Groundwater Scarcer Than Previously Thought

According to the U.S. Geological Survey, groundwater supplies half of all drinking water to the U.S. population, nearly all of it to our rural population and over 50 billion gallons per day for agricultural needs. But according to new research out of UC Santa Barbara, supplies may be more limited than previously thought.

Assistant professors Scott Jasechko and Debra Perrone compared groundwater well depth to the depth of saline groundwater on a continental scale in concluding that in some areas, saline groundwater is shallower than previously thought.

In several areas of the Gulf Coastal Plain, groundwater depletion has been occurring for many years with economic and population growth around Baton Rouge, LA; Houston, TX and Memphis, TN which is one of the largest metropolitan areas in the world relying exclusively on groundwater for its municipal supply.
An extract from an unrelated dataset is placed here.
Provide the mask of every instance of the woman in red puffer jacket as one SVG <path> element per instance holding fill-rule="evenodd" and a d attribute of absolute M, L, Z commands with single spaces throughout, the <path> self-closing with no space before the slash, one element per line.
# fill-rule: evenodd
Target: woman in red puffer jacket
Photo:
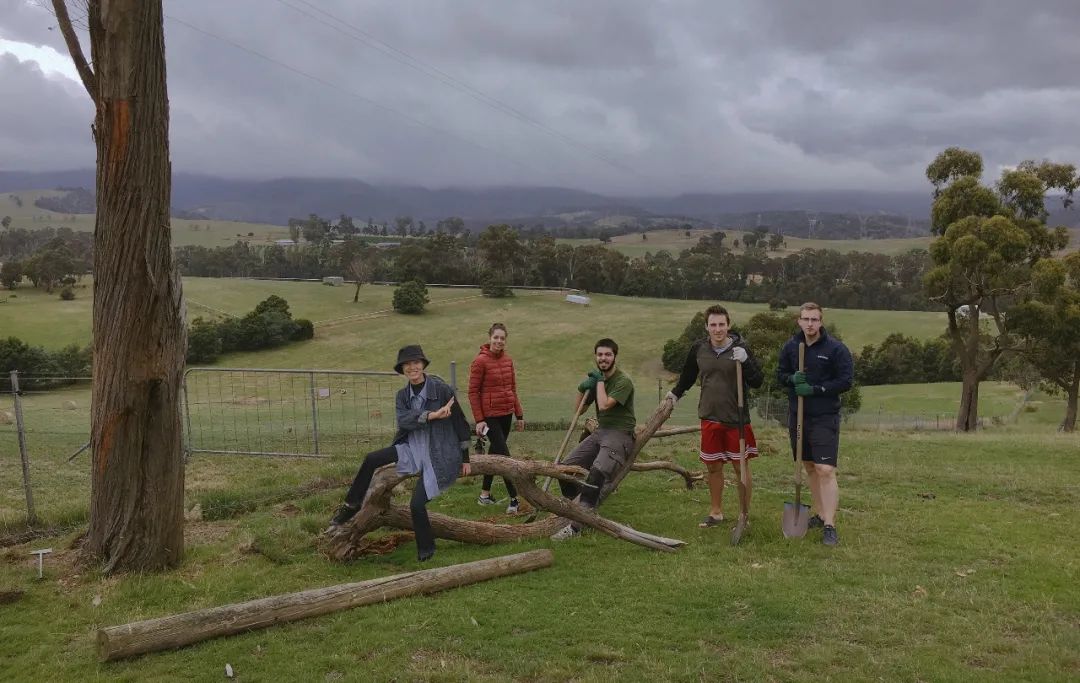
<path fill-rule="evenodd" d="M 495 323 L 488 330 L 488 343 L 480 347 L 480 353 L 476 354 L 469 367 L 469 403 L 476 421 L 476 435 L 487 436 L 492 454 L 508 456 L 510 449 L 506 445 L 506 437 L 510 434 L 513 418 L 517 418 L 519 432 L 525 429 L 525 418 L 517 396 L 514 361 L 506 353 L 506 337 L 506 325 L 502 323 Z M 491 497 L 493 480 L 491 475 L 484 475 L 480 498 L 476 501 L 480 505 L 495 504 L 495 499 Z M 517 491 L 509 479 L 505 482 L 506 491 L 510 494 L 510 505 L 506 512 L 517 514 Z"/>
The High Plains aquifer which underlies parts of eight States has declined more than 100 feet in areas with over-pumping for irrigation. And in the Desert Southwest, the growth of Tucson and Phoenix in south-central Arizona has resulted in groundwater depletion of 300 to 500 feet.

In Jasechko and Perrone’s findings, published in the journal Environmental Research Letters, the disposal of produced water from oil and gas activities into injection wells where fresh groundwater exists was also identified as an issue. “In some basins, injections wells are installed shallower than the transition from fresh to brackish water,” said Perrone. “Our team’s results suggest that communities are competing for already limited groundwater resources.”

iStock 580113122 450 300

 

In previous research published in the Proceedings of the National Academy of Sciences, Perrone and Jasechko found that nearly half of all hydraulically fractured wells being worked in 2014 were within 2 – 3 kilometers of a domestic groundwater well.

It’s not just in inland areas where groundwater depletion is occurring at higher rates than previously expected. Many areas along the Atlantic Coast have seen reduced surface-water flows and increasing saltwater intrusion in coastal counties from the Ipswich River Basin in Massachusetts down to Miami, Florida.

It’s easy to forget with water-sanctions lifted in many drought-ridden and arid areas of the U.S. that the need to limit overdrawing our groundwater and to replenish freshwater aquifers remains as real today as it was in years past.